Ms. Cordova, who had traded messages with Mr. Weiner, a New York Democrat, about their shared concern over his conservative critics, said she had never sent him anything provocative. Asked if she was taken aback by his decision to send the photo, she responded, “Oh gosh, yes.”

Ms. Cordova spoke to The New York Times as Mr. Weiner faced intensifying calls for his resignation because of his acknowledged online sexual communications with at least six women over the last three years. On Wednesday, House leaders began a concerted effort to persuade Mr. Weiner to step down, worried that the sensational coverage of his online sexual liaisons had created political chaos and was subjecting the Democratic Party to ridicule.

The women who have acknowledged encountering Mr. Weiner on social media and then having personal communications with him varied in age, race and location, and even in their willingness to engage the congressman in sexual discourse. But in each case Mr. Weiner’s online conduct in many ways mirrored that of his offline life — he was aggressive, blunt, feisty and willing to push boundaries with an apparent disregard for the possible consequences.

The women came to his attention after he had come to theirs. Usually they were admirers of his scrappy progressive politics and youthful energy, and either posted an enthusiastic comment on his Facebook page or sent him an admiring Twitter message.

Ms. Cordova was first impressed with Mr. Weiner after she saw him take on Representative Michele Bachmann, a Tea Party-backed Republican from Minnesota, on Fox News’s “Hannity.” Ms. Cordova and her boyfriend thought the congressman was smart and funny, and they both started following him on Twitter.

“I tweeted words of support for him as a politician, and I retweeted his tweets often beginning around early to mid-April,” Ms.
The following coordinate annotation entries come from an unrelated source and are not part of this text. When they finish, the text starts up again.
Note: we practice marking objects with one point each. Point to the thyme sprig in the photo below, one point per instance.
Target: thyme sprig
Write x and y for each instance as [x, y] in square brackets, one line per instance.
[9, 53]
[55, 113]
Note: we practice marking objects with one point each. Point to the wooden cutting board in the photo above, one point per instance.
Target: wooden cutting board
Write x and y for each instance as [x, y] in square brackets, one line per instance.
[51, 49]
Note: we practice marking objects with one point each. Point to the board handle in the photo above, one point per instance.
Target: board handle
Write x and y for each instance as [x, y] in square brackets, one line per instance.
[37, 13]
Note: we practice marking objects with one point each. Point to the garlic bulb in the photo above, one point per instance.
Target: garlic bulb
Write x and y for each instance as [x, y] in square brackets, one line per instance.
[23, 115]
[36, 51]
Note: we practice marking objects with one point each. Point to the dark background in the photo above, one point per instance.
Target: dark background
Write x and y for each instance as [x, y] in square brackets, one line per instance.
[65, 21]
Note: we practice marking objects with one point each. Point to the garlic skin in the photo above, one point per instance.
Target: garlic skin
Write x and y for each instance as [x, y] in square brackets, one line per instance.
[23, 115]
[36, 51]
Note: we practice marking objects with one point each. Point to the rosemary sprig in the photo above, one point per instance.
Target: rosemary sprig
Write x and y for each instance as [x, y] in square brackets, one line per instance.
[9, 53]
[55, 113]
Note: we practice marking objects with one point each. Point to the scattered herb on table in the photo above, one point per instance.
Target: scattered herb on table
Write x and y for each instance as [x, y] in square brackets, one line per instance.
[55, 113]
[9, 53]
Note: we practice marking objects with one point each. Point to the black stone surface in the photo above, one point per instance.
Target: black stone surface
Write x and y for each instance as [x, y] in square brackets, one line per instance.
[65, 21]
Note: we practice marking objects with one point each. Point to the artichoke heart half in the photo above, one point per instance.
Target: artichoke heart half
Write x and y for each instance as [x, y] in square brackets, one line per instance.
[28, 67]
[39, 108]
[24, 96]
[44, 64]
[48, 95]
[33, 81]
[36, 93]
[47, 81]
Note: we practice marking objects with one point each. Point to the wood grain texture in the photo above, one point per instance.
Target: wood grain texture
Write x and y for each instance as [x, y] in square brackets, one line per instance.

Cordova said, in a series of conversations by phone and e-mail over the past two days.

She added that in mid-April, “he thanked me for the support” using a direct message — a private note sent via Twitter — and he then signed up as her follower on Twitter, meaning that he could easily read all of her posts.

Ms. Cordova said that after Mr. Weiner began following her, critics of the congressman started sending her harassing messages. She said she then began communicating, always electronically, with the congressman about their shared annoyance with those critics.

Ms. Cordova provided a portion of her communications with Mr. Weiner to The Times, in which they messaged back and forth about the online detractors and their tactics. But Ms. Cordova would not make all of her interaction with him available for review.

“I have not sent him any suggestive messages,” Ms. Cordova said.

She said she was, however, surprised by his informal tone. “He was just very casual,” she said. “It wasn’t like talking to a U.S. congressman.”

A spokeswoman for Mr. Weiner did not dispute Ms. Cordova’s account.

Mr. Weiner, at his news conference on Monday, said he had sent Ms. Cordova the underwear photo “as part of a joke.” But Ms. Cordova said the image was not in keeping with the tenor of their previous interactions.

“I still didn’t get the joke part of it,” she said.